A reassessment of the in situ formation of close-in super-Earths

TL;DR

This study reevaluates the in situ formation of close-in super-Earths by incorporating disk effects in simulations, revealing rapid inward migration and challenging the in situ formation hypothesis unless migration is suppressed.

Contribution

It provides more complete N-body simulations including disk-planet interactions and atmosphere accretion, showing the importance of migration effects in super-Earth formation.

Findings

Rapid inward migration of planetary embryos before gas dispersal.

Simulations with eccentricity damping but no type I migration better match observations.

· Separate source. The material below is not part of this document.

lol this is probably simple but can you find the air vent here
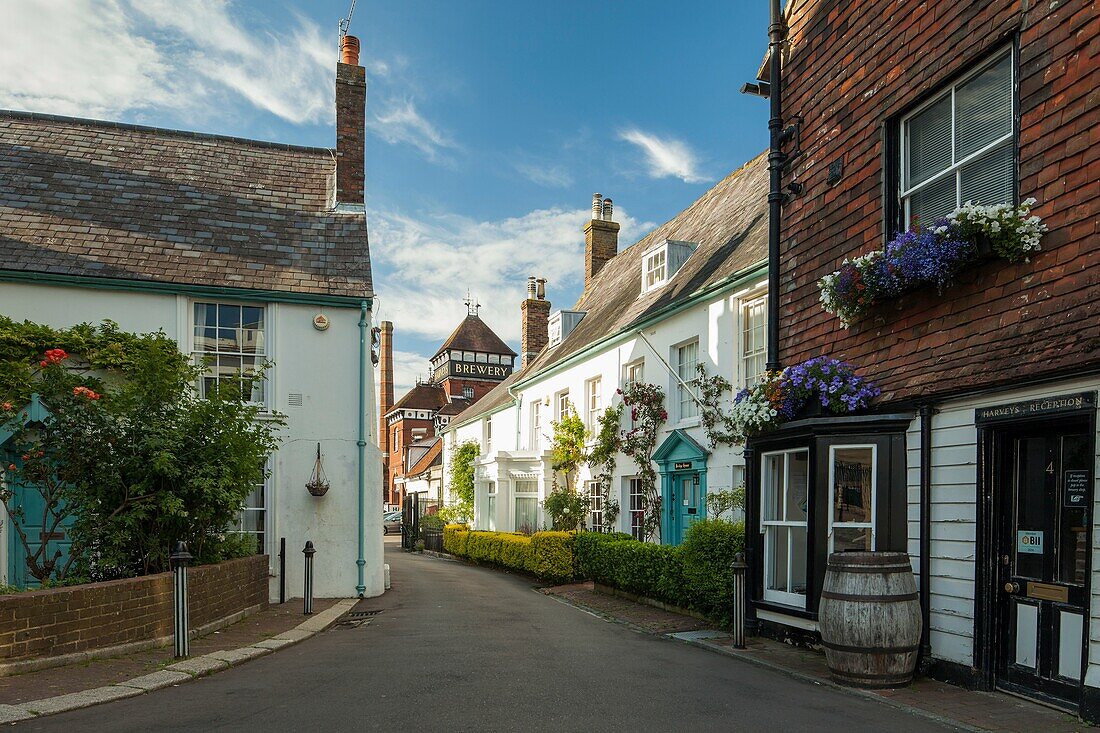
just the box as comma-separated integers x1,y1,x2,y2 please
287,393,304,407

Atmosphere accretion does not significantly alter the planetary architecture.

Abstract

A large fraction of stars host one or multiple close-in super-Earth planets. There is an active debate about whether these planets formed in situ or at greater distances from the central star and migrated to their current position. It has been shown that part of their observed properties (e.g., eccentricity distribution) can be reproduced by N-body simulations of in situ formation starting with a population of protoplanets of high masses and neglecting the effects of the disk gas. We plan to reassess the in situ formation of close-in super-Earths through more complete simulations. We performed N-body simulations of a population of small planetary embryos and planetesimals that include the effects of disk-planet interactions (e.g., eccentricity damping, type I migration). In addition, we also consider the accretion of a primitive atmosphere from a protoplanetary disk. We find that planetary embryos grow very quickly well before the gas dispersal, and thus undergo rapid inward migration, which means that one cannot neglect the effects of a gas disk when considering the in-situ formation of close-in super-Earths. Owing to their rapid inward migration, super-Earths reach a compact configuration near the disk's inner edge whose distribution of orbital parameters matches the observed close-in super-Earths population poorly. On the other hand, simulations including eccentricity damping, but no type I migration, reproduce the observed distributions better. Including the accretion of an atmosphere does not help reproduce the bulk architecture of observations. Interestingly, we find that the massive embryos can migrate inside the disk edge while capturing only a moderately massive hydrogen/helium atmosphere. By this process they avoid becoming giant planets. The bulk of close-in super-Earths cannot form in situ, unless type I migration is suppressed in the entire disk inside 1 AU.